Kasm runs its own HTTPS on port 443 by default. If you want to use a custom domain, you’ll need a reverse proxy. I run Nginx on a separate VM in Proxmox:

server {
    listen 443 ssl;
    server_name kasm.yourdomain.com;

    ssl_certificate /etc/letsencrypt/live/kasm.yourdomain.com/fullchain.pem;
    ssl_certificate_key /etc/letsencrypt/live/kasm.yourdomain.com/privkey.pem;

    location / {
        proxy_pass https://KASM_SERVER_IP;
        proxy_set_header Host $host;
        proxy_set_header X-Real-IP $remote_addr;
        proxy_set_header X-Forwarded-For $proxy_add_x_forwarded_for;
        proxy_set_header X-Forwarded-Proto $scheme;

        # WebSocket support — critical, without this the stream won't work
        proxy_http_version 1.1;
        proxy_set_header Upgrade $http_upgrade;
        proxy_set_header Connection "upgrade";

        proxy_read_timeout 1800;
        proxy_send_timeout 1800;
    }
}

Step 7: Check and Monitor

# Check Kasm services status
sudo /opt/kasm/bin/stop
sudo /opt/kasm/bin/start

# View logs
sudo docker logs kasm_proxy
sudo docker logs kasm_api
sudo docker logs kasm_manager

# Check running containers
sudo docker ps | grep kasm

Lessons Learned from Real-World Experience

After a few months running Kasm in my homelab and then pushing it to production, here’s what I’ve learned:

  • RAM is your main bottleneck: Each Chrome session consumes roughly 1.5–2GB RAM. With 8GB, you can comfortably handle 4–5 concurrent sessions.
  • Persistent profiles need regular cleanup: Profile directories balloon quickly if users download files. Set a retention policy.
  • Community Edition caps at 5 concurrent sessions: Enough for a small team.

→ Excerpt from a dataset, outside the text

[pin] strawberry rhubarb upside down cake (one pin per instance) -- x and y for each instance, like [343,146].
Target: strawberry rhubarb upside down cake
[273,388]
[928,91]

Beyond that, you’ll need to pay or build a multi-node cluster (significantly more complex).
  • WebRTC and UDP: On strict firewalls, streaming may fall back to WebSocket — slower but still functional. Open UDP port 4902 for best performance.

Kasm vs. Guacamole — Which Should You Choose?

I get asked this a lot. If your team primarily needs SSH or RDP access to existing servers, Guacamole is simpler and lighter. But if you need true Browser Isolation — where the browser runs entirely inside a container and never touches the user’s machine — Kasm is the much better fit.

I actually use both: Guacamole for SSH jump host access, and Kasm for browser isolation and throwaway desktop environments when I need to test something without touching my main machine.